The Safety Site
Safety Administrator Monica Palmer
Recreational Safety takes Responsibility & Control
The article below was another entry for my Safety Article Contest held earlier this year. The author requested to be anonymous.
SAFETY TIPS—VARIOUS
DRIVING AND STOPPING ON SLICK ROADS. When driving on extremely “greasy” slick roads such as when the temperature is at 32 degrees F, it’s best to stay as close to the center of a crowned road to avoid sliding into the barrow pit. One time driving up the Mt. Rose highway, I was meeting a friend for powder skiing. On a corner where the road was banked slightly, a car had slid into a snowbank and my friend happened to stop to help him, but he pulled to the right to avoid blocking traffic and his car also slid off the road. I came up behind him and when I saw what happened, I decided to NOT stop as I would have had the same result happen to me. I went around these 2 cars and proceeded to get several untracked powder runs in before my friend showed up about an hour later.
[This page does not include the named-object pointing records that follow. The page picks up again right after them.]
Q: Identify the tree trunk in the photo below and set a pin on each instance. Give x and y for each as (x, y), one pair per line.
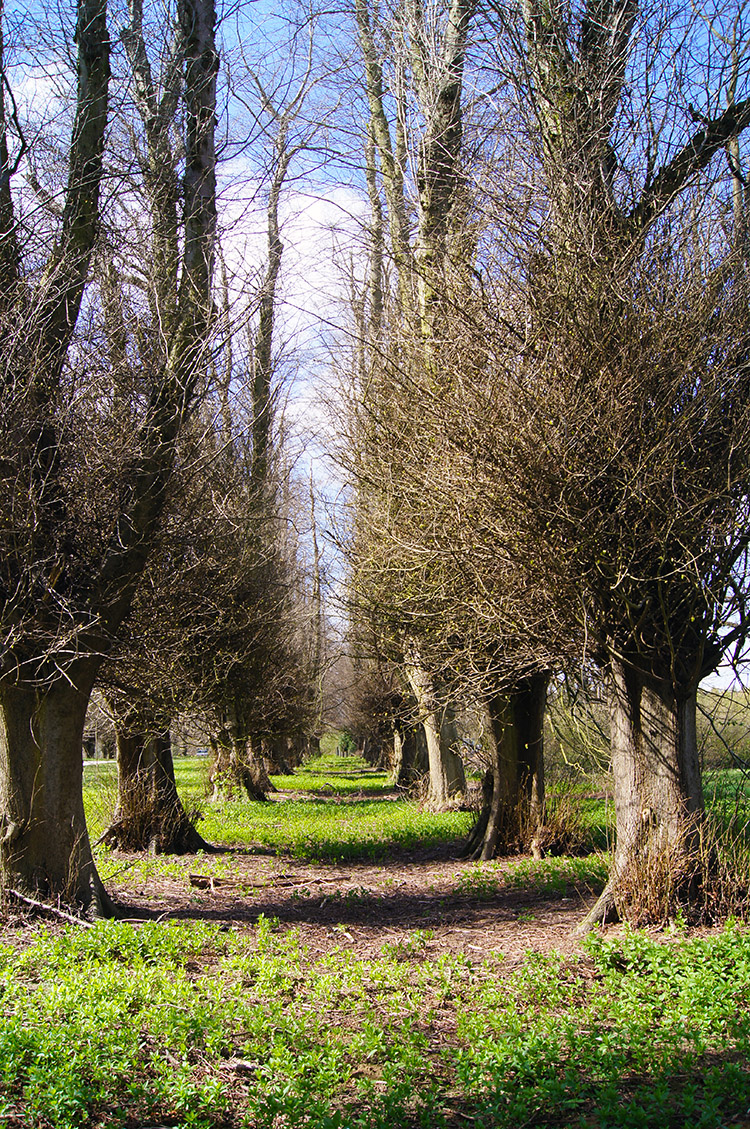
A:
(513, 808)
(657, 798)
(447, 781)
(149, 814)
(410, 762)
(237, 766)
(44, 843)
PROPER MAINTENANCE AND BINDING ADJUSTMENT. There was a big snowstorm and 5 ft of POW dumped at Mt. Rose. I was so excited that I put my Atomic Powder Plus skis in the car without checking them from the previous season. I had been skiing some shaped narrow skis and I had forgotten that I released the bindings on the powder skis the previous spring.
I was on the second chair on the Northwest Magnum lift. Everyone was chomping at the bit to get untracked POW. I leapt off the chair in front of the other skiers and headed for Silver Dollar, since the Slide Side was closed to cars and no one would be on that lift. As soon as I hit a slight flattening of the terrain, my skis sank a bit and I pitched forward. Normally, I would have corrected my weight, but instead with loose bindings, I double ejected and went head over heels. Finding my skis in chest deep snow was a challenge and very tiring. Furthermore, it was extremely difficult to climb out of the depression to get to a slope that would allow me to move by gravity alone. Exhausting!
Just below the cat track, despite keeping my weight centered, I did another “egg-beater” and was completely buried under the snow. Fortunately, a snowboarder saw what happened and came by and swept the snow off my head so I could breathe. I’ve never been so thankful for a snowboarder in my life.
The POW was a bit heavy that day and after making 4 runs, I was so tired that I called it a day.